Proof government policies brought down the housing market
May 12, 2012 |
I firmly believe that it is government intervention in free markets which cause recessions and depressions. The market, left alone, corrects itself quickly, and doesn’t get itself into deep holes. Any deep holes that we are in are the direct of market perturbation by the state.
This excellent, thoroughly researched piece was a rebuttal to the FCIC, a bipartisan government-created body who was supposed to fully research the 2008 crisis and return conclusions, but of course ONLY those conclusions which point to corporations as the culprit. As the following article shows, the fact is that is was government intervention all along which caused the crisis.
I used to work with a guy who would surreptitiously cause a server to fail remotely so he would have to drive into the office to fix it, and rack up overtime. When we was discovered, he was fired. Here we discover the truth, and just give government more power and money to solve the problems they themselves created.

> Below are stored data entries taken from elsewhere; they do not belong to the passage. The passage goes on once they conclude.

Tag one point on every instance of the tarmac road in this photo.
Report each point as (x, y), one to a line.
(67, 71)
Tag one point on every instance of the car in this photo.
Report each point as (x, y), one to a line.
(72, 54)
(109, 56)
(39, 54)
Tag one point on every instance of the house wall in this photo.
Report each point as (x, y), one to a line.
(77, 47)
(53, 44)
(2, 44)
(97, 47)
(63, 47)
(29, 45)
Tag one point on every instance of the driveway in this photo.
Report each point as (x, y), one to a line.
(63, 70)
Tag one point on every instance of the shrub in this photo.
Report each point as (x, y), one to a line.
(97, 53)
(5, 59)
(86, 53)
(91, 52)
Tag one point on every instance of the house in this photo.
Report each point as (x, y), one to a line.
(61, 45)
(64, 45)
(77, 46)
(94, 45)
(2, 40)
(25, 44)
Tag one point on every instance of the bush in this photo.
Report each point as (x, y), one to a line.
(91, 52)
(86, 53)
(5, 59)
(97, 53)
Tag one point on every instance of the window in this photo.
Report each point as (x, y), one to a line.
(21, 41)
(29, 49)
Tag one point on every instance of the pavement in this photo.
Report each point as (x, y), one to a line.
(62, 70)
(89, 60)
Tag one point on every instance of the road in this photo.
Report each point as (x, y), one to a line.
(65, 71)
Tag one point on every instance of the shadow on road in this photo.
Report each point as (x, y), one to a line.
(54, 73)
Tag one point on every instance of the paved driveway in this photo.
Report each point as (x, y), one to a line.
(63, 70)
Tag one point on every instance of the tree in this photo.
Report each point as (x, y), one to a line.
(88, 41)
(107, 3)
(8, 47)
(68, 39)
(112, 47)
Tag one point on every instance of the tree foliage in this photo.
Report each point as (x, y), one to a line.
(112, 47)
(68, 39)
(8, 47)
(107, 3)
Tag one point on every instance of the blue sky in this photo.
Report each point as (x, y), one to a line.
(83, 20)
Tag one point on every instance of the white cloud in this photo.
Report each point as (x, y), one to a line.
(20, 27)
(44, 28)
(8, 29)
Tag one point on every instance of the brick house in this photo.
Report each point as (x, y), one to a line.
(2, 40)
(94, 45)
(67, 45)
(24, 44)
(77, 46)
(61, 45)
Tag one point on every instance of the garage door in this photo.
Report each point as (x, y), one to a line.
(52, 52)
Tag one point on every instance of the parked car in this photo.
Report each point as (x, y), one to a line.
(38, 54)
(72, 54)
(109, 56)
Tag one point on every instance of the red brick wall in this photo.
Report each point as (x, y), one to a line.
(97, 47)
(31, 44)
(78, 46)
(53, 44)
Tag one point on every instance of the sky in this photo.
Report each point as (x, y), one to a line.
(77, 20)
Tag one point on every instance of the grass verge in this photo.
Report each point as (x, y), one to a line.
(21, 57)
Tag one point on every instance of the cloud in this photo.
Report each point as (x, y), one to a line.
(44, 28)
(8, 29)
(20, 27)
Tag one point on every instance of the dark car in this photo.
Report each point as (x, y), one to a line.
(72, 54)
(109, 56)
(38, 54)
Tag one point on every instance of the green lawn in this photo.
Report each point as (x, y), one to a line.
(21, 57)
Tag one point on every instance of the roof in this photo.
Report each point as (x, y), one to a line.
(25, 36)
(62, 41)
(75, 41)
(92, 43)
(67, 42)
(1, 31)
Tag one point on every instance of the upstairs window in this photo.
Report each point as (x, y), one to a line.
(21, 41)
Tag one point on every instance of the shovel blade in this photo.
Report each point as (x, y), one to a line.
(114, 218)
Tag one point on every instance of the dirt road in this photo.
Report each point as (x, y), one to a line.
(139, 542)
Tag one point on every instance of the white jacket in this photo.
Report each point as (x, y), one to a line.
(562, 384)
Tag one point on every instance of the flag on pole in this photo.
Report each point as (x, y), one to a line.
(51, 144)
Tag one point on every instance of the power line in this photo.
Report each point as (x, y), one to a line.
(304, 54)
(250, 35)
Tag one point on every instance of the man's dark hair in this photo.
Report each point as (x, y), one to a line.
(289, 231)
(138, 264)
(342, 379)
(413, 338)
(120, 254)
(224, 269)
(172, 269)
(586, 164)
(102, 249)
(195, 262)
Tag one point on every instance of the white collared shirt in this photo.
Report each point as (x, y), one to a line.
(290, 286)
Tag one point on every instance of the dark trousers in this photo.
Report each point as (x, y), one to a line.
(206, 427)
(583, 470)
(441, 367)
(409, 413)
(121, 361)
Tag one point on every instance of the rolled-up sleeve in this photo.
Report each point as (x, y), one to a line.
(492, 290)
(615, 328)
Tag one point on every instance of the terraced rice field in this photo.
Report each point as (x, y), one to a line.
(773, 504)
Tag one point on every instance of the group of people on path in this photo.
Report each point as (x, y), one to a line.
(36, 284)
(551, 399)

I think we need to fire a few folks. More than a few.
Today, the United States has the most troubled housing market in the developed world. It’s also the only developed country with a major government role in housing policy.
In less than twenty-five years, “affordable housing” and other housing policies have turned a healthy market into a financial ruin. In 1989, for example, only 1 in 230 homebuyers made a down payment of 3 percent or less; by 2007, it was 1 in 3. Meanwhile, average home equity plunged from 45 percent to 7 percent.
The policies that caused the financial crisis are still in force. Until they and the government’s role in housing are eliminated, the US housing market will not return to health.